Während ich versuchte in die untere Lunge zu atmen, dachte ich an die Aufgabe im Musikunterricht eine Zeichnung davon anzufertigen, wie sich der Bauch verändert, wenn man ein- und ausatmet. Dachte an diese kleine Insel des Schönen.
An Singen mit anderen Menschen im Treppenhaus der Schule. Einfach so. Weils schön war. Damals.

Ich begann mit Summen und glitt ins Singen. Und dachte, wie gut es ist, das zu können. Immernoch und wieder.
Wie cool das ist, sich neben das Genörgel und Gemecker, ein gemeinsames Lachen und Genießen stellen zu können. Wie cool, dass auch sowas geht.
Immernoch und obwohl und trotz alle dem und alle dem.

Atem.Not

Gestern war einer dieser Tage, an denen sich die Luft zu einer feucht warmen Masse verdichtet und über Stunden versucht ein Gewitter zu werden.
Und gestern war der Tag, an dem wir den ersten schlimmeren Asthmaanfall seit Jahren hatten.

Wir sind nicht besonders kompetent mit diesem Teil unseres Heuschnupfens. Hatten jahrelang weder so heftige Symptome wie dieses Jahr, noch solche Probleme mit der Atmung, dass wir mehr als ein Spray und ruhiges, auf Entspannung orientiertes Ein- und Ausatmen brauchten.

Wir hatten uns gestern entschieden unsere übliche Fahrradstrecke zu fahren. Immerhin wollen wir bald zu unserer Radtour ans Meer aufbrechen und da wird das Wetter auch nicht immer toll und angenehm sein.
Nach der Hälfte der Strecke kommt eine lange Steigung – und mit jedem Meter weiter rauf kam weniger Luft, dafür aber mehr Schleim aus dem Oberkörper heraus. Ich stieg ab, nahm die Arme über den Kopf und wusste nicht, was ich machen soll. Außer warten, Kinderinnens verpacken, atmen, das Spray benutzen und Wasser nachschütten, um besser husten zu können.

Mir kam das ehrlich gesagt ziemlich wenig vor, denn so richtig wieder gut wurde es nicht.

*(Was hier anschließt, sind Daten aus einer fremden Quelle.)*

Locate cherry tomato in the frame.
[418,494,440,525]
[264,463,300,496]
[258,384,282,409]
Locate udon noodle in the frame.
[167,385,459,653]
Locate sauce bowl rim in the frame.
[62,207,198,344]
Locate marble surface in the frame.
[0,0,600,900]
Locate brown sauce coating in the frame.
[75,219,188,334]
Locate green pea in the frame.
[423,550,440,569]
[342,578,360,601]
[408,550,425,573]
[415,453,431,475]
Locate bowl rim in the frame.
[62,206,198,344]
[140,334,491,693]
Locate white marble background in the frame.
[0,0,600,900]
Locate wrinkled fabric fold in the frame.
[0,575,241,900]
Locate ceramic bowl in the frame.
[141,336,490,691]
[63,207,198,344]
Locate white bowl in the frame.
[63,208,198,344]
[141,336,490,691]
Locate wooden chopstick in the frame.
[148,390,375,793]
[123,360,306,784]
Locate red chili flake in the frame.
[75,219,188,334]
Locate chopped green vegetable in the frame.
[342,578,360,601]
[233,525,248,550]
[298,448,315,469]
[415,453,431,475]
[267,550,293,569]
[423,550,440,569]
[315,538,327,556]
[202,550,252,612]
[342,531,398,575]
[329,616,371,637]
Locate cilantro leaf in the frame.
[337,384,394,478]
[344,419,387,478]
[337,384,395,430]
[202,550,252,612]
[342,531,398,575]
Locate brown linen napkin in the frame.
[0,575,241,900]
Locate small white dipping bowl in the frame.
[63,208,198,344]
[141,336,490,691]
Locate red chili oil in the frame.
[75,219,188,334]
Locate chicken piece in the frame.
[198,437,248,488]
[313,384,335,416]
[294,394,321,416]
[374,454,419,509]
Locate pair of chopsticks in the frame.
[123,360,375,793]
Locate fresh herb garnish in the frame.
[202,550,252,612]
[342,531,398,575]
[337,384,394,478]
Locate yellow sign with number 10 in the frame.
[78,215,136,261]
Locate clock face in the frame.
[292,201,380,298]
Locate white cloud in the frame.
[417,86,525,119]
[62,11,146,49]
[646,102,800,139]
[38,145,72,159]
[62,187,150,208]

Wurde es auch über Stunden nicht.

Nach einer Viertelstunde hatte ich nicht mehr das Gefühl gegen Schleim anzuatmen und konnte auch (langsamer und achtsamer als vorher) wieder aufs Fahrrad steigen, aber das untergründige Gefühl von Rastlosigkeit, ängstlicher Unruhe, (Luft)Not, ein flirrendes Zittern unter der Haut, Hustenreiz und eine seltsame Spannung im Brustkorb selbst, blieben bis zum späten Abend bestehen.

Es gewitterte dann irgendwann auch endlich und die Luft wurde kühler, aber erleichtert hat es uns die Atmung nicht.

Atemtechniken sind für uns ein wesentlicher Bestandteil der Selbstregulierung im Alltag. Es gibt so viele Dinge, die uns ängstigen, erschrecken und auseinanderfallen lassen, das wir uns auf den eigenen Atem als sicher immer verfügbares Werkzeug verlassen. Mit jedem tiefen Einatmen begleiten wir die Luft in den Körper hinein und verwenden verschiedene Bilder, um uns zu sichern und in Raum und Zeit zu orientieren. Mit jedem langen Ausatmen lassen wir Anspannungen und Schmerzen ablösen und bringen Erinnerungen und Not auf Distanz.
Diesen Umgang als nicht so sicher anwendbar zu wissen, bringt uns dann doch ziemlich aus der Fassung.

Gestern recherchierte ich nach Tipps von anderen Asthmatiker_innen, wie sie mit ihren Schwierigkeiten umgehen.
Die guten Ergebnisse dieser Recherche waren zu merken, dass wir nicht viel mehr als das Wenige, was wir getan haben, hätten tun können – die schlechten Ergebnisse waren, dass man allgemein nicht viel mehr tun kann, als das, was wir getan haben.

Eine andere Reflektion war: wir brauchen im Moment unheimlich viel Beruhigung und Versicherung von außen – verstehen aber beruhigend gemeint Gesagtes von anderen Menschen als Aufforderung als beunruhigend Wahrgenommenes nicht weiter als beunruhigend wahrzunehmen.
Wieder stehen sich Intension des anderen Menschen und Inhalt der Worte für uns als unüberwindbar widersprüchlich gegenüber und wirken damit – ja, was auch sonst: beunruhigend, ängstigend, verwirrend, verunsichernd auf uns.

Geholfen hat es letztlich, dass wir uns sehr früh ins Bett gelegt haben – in der Position, die als den Brustkorb dehnend auf dieser Webseite gezeigt wird – und über die Betrachtung der kleinen aufsteigenden Blasen in unserem Schlüsselanhänger einzuschlafen.

Nächste Woche haben wir einen Termin bei unserer Hausärztin.